The student representatives were due to gather again on Tuesday evening at bus and Luas stops around the city to push their appeal.
UCD students' union campaign and engagement officer Hazen E Griffin has experience of the challenges of finding accommodation as an international student in Dublin.
Arriving from the US, Mr Griffin said he was shocked at the housing crisis in Ireland and spent the summer couch-surfing while struggling to find a place to live for the upcoming academic year. It had taken a 'serious' toll on his mental health, he said.
'This is the experience of countless students,' Mr Griffin said. 'This is a last-ditch effort to get some rooms for students who are coming in the next two weeks to study at Irish universities.'
Welfare officer Emilia O'Hagan, from Co Down, lived and worked 'upwards of 50 hours a week' in a Dublin boarding school during second year when no other accommodation options were available.

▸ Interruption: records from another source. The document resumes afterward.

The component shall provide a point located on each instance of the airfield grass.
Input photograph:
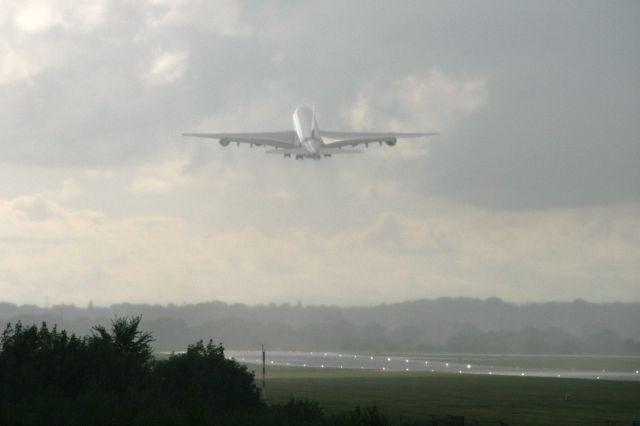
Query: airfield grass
(483, 399)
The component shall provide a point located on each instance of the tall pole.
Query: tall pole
(264, 382)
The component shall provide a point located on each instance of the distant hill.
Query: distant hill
(445, 324)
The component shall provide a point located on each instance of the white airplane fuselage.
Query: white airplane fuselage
(306, 139)
(305, 126)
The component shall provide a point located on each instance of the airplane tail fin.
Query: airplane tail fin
(314, 124)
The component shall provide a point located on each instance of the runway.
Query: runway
(394, 363)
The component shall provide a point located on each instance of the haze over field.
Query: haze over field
(531, 192)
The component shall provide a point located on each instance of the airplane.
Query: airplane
(307, 140)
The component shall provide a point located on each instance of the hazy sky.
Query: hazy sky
(532, 192)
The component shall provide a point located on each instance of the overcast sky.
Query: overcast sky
(531, 193)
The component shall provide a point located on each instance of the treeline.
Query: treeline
(442, 325)
(110, 378)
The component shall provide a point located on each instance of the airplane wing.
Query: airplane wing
(287, 139)
(351, 135)
(358, 138)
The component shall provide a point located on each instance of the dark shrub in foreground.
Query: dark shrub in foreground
(203, 376)
(110, 378)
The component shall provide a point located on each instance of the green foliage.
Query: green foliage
(203, 376)
(110, 378)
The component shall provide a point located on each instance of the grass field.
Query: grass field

'Looking back, that was a really messed up situation for someone in their second year of college,' she said.
'I was only 19 and basically mothering over 30 children. I was on call all night ... any social life was out the window.'
The digs drive 'is quite personal to me', she said, describing how she failed exams due to the demands of her work and living arrangement.
Shreyansh Jagtap from Mumbai, India, said living in digs has positively transformed his college experience.
Mr Jagtap lives with a family in Ongar, west Dublin, who have rented a room to him for €600 a month for the last year.
'They have kids, so it's like a family for me here. It's giving mental support plus a good space,' he said. One 'perk' of the digs arrangement, he said, has been the home-cooked meals included in the rent.
Now the students' union's graduate officer, Mr Jagtap said he has seen how renting in Dublin was '10 times harder' than in Mumbai. 'Mumbai is also expensive, but not this much,' he said.